All in all, the new iLife ‘08 software is an interesting step forward for Mr Jobs and Apple - one that shows that, in spite of iPhone’s overwhelming publicity, the Macintosh remains an important part of the Apple ecosystem.

IPO watch: Searching for profits

August 7th, 2007

Accoona_logo This is feeling more like the late-1990s all the time. Latest case in point: the proposed initial public offering of Accoona, an online electronics retailer that is in the process of building new businesses in search, comparison shopping and what it calls "online-based lead generation," while also venturing out into China.
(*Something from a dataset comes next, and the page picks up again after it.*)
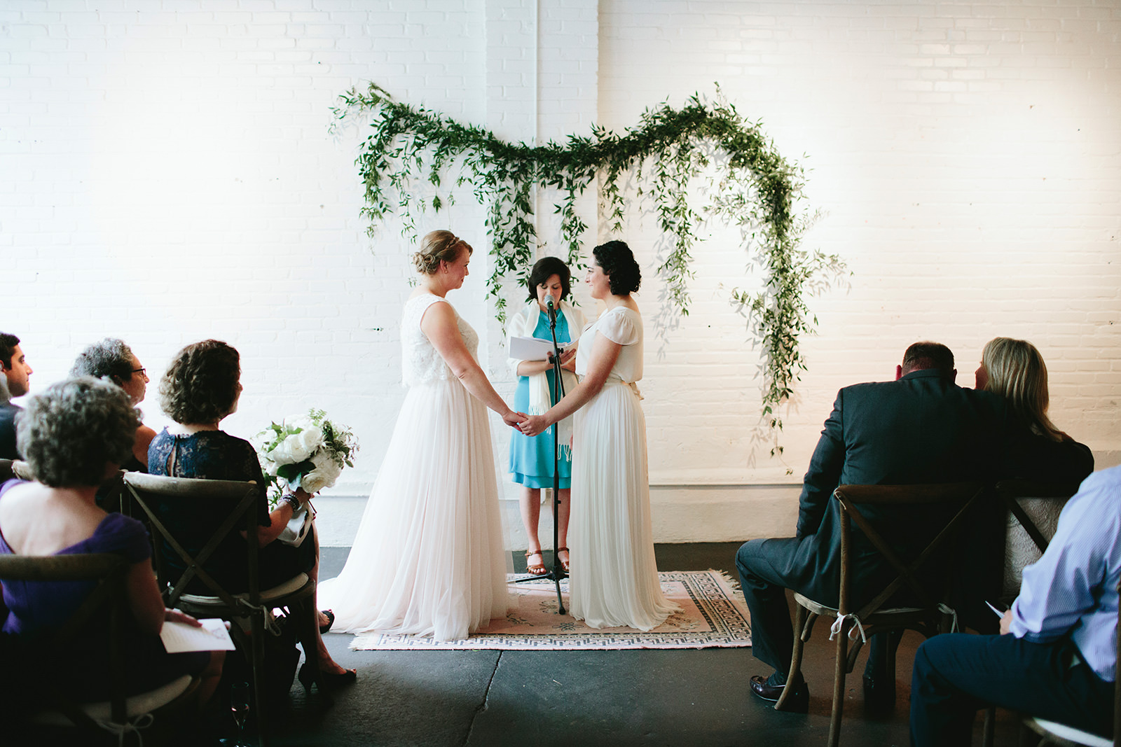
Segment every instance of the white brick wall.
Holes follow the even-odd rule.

The key phrase here is "in the process". As this regulatory filing shows, all but 2 per cent of the company’s revenues in the most recent quarter came from selling consumer electronics online - something it does far from profitably, given that its overall gross margin was a paltry 4.5 per cent. Add in other costs, and this was a company that lost $50m on revenues of under $150m last year.

There isn’t even much growth in its core business (on second thoughts that’s probably a good thing, given the margins.) Yes, revenues were up by nearly two thirds in the latest quarter, but virtually all of that came through acquisitions.

So what are investors being asked to pay for? An option on a comparison shopping service, an option on a search engine, an option on China, and an option on a business called ExchangePlace (where consumers sign up to get "offers from as many as four providers of products and services in which they are interested.") One of these options might pay off handsomely, but at this stage that’s a definite "might."

As John Battelle says: "That’s the kind of IPO that got us into trouble last time."